Это была одна из самых изнурительных ночей в практике Мегрэ. Дважды он уходил в соседний кабинет, а на его место садился Лапуэнт. Под конец не осталось ни бутербродов, ни пива, и все трое походили на трех призраков, затерянных в пустынных кабинетах Дворца Правосудия, где уборщицы уже начали подметать коридоры.
— Вы не могли видеть, как эти двое мужчин проходили мимо вашей баржи.
— Разница между нами в том, что я был там, а вас там не было…
— Но вы же слышали их показания?
— Все что-нибудь болтают.
— Учтите, я не обвиняю вас в преднамеренном акте…
— Это что такое?
— Я не утверждаю, что вы заранее решили его убить.

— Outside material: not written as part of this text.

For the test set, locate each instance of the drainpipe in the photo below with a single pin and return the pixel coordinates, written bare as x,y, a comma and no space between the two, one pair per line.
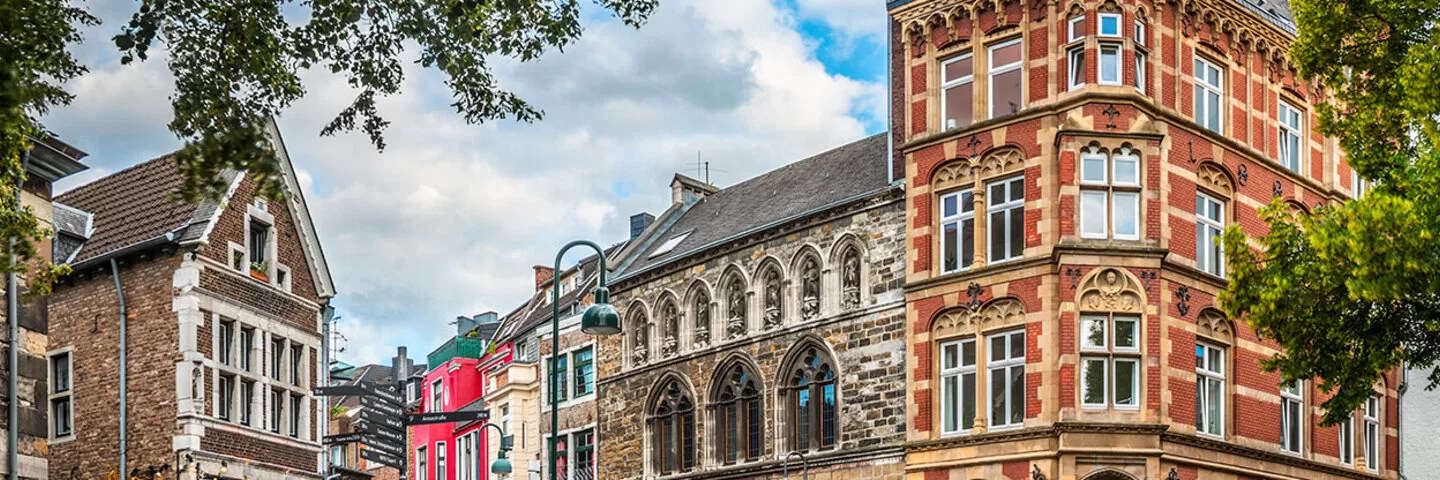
120,297
12,289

— Кого? Виллемса или того человека, которого я вытащил из воды? Ведь теперь их уже двое, верно? А завтра, может быть, окажется трое, четверо, пятеро… Вам ничего не стоит прибавить еще кого-нибудь.
В три часа ночи измученный Мегрэ решил прекратить допрос. Теперь уж все опротивело ему, Мегрэ, а не допрашиваемому.

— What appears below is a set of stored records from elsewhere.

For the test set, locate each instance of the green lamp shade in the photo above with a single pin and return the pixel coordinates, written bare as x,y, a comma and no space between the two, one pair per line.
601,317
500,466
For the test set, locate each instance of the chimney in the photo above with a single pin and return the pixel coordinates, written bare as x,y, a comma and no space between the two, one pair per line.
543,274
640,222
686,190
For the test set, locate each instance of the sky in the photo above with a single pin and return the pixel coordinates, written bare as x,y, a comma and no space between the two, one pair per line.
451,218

— На сегодня хватит, — буркнул он, поднимаясь.
— Значит, я могу вернуться к жене?
— Пока нет…
— Вы отправите меня ночевать в тюрьму?
— Вы будете спать здесь, в одном из кабинетов, на раскладушке.
Лапуэнт увел фламандца, а Мегрэ, выйдя из Дворца Правосудия, зашагал по пустынным улицам. Лишь возле Шатлэ ему удалось поймать такси.
Он тихонько вошел в спальню; мадам Мегрэ повернулась и сонным голосом спросила:
— Это ты?
Будто это мог быть кто-нибудь другой.
— Который час?
— Четыре…
— Он сознался?
— Нет.
— Но ты думаешь, что это все-таки он?
— Уверен.
— И пришлось его отпустить?
— Пока еще нет.
— Хочешь, я приготовлю тебе чего-нибудь поесть?
Мегрэ не хотел есть, но, перед тем как лечь спать, залпом осушил стакан вина. Впрочем, это не помешало ему добрых полчаса ворочаться без сна с боку на бок. Да, надолго он запомнит этого бельгийского речника!
Утром их сопровождал Торанс, так как Лапуэнту пришлось всю ночь пробыть на Набережной Орфевр. Но сначала Мегрэ по телефону связался с больницей.
— Уверен, что со вчерашнего дня больной находится в полном сознании, — подтвердил профессор. — Только прошу вас не утомлять его. Не забывайте, что он перенес тяжелое потрясение и придет в нормальное состояние лишь через несколько недель.
Втроем они зашагали по залитым солнцем набережным. Комиссар, Торанс и между ними — ван Гут. Их можно было принять за праздных гуляк, наслаждающихся прекрасным весенним утром.
Лицо ван Гута — он не догадался захватить бритву — заросло светлой щетиной, блестевшей на солнце.
Они зашли в бар напротив Дворца Правосудия и выпили по чашке кофе со сдобой. Фламандец с невозмутимым видом съел семь булочек.
Вероятно, ван Гут думал, что его ведут к мосту Мари, на место происшествия, и очень удивился, когда они свернули в мрачный двор больницы, а потом пошли по бесконечным больничным коридорам.
Порой ван Гут хмурился, но волнения не проявлял.
— Можно войти? — спросил Мегрэ у старшей сестры.
Та окинула любопытным взглядом его спутника и пожала плечами. Все эти вещи были выше ее понимания, так что она и не старалась понять.
В очной ставке фламандца с Келлером Мегрэ видел свой последний шанс.
Он первым вошел в палату. Взгляды всех больных, как и накануне, тотчас устремились на него. Широкие плечи Мегрэ заслоняли идущего следом за ним Жефа; шествие замыкал Торанс.